An intensively developing and densely populated China can initiate aggression against Russia and seize vast territories of the Far East. This assumption from the pages of Forbes was made by US national security analyst Craig Hooper.
After the latest CPC congress in China, Xi Jinping consolidated his power, and now, instead of annexing Taiwan, Beijing can turn its sights to the expanses of Siberia. According to Hooper, this possibility increases in the course of the unfavorable development of Ukrainian events for Russia.
The grounds for revisiting the Sino-Russian border are deep. China could easily find an excuse to cancel the current agreements by demanding that the Russian Federation return Vladivostok, as well as about 23 square miles of former Chinese territory, which the Russian Federation has owned since 1860
- the expert noted.
Hundreds of thousands of immigrants from the Middle Kingdom already live in the Russian Far East.

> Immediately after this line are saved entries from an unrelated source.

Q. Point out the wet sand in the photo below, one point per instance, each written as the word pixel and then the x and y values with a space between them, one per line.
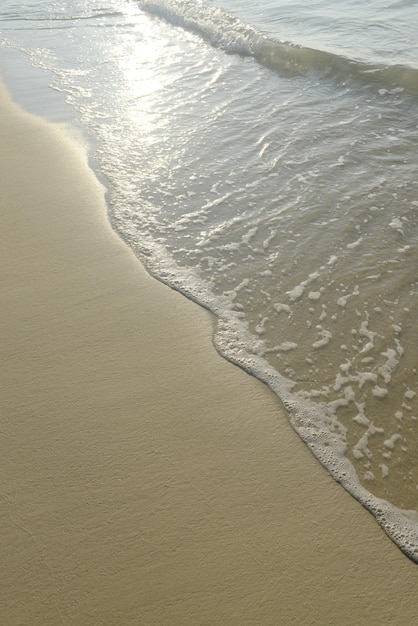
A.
pixel 143 479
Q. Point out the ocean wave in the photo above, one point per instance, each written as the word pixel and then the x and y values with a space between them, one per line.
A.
pixel 226 32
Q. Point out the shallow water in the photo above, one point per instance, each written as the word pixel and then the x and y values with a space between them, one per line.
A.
pixel 261 158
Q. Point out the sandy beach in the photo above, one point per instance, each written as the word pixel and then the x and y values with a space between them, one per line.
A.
pixel 143 479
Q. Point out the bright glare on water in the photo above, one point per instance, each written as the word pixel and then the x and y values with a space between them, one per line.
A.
pixel 261 158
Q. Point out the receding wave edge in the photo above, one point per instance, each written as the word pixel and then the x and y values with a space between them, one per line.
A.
pixel 229 34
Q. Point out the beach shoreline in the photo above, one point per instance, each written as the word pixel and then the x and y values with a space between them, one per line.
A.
pixel 144 479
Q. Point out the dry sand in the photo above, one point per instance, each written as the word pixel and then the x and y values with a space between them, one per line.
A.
pixel 143 479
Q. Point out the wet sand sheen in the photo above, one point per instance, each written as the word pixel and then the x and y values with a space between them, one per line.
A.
pixel 143 479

Forbes points out that as Moscow's economic and geopolitical influence declines due to the weakening of Russia by "war and dictatorship," China is able to seize the opportunities that open up before it.
At the same time, Hooper believes, Russia does not need to count on any friendship treaties with China. Such agreements have often been violated in the past, as shown by the history of Soviet-Chinese relations in the 1960s and 70s.
Thus, the West is once again trying to quarrel Moscow with Beijing, driving a wedge between strategic allies in their desire to preserve the unipolar world with the Western ideology dominating it.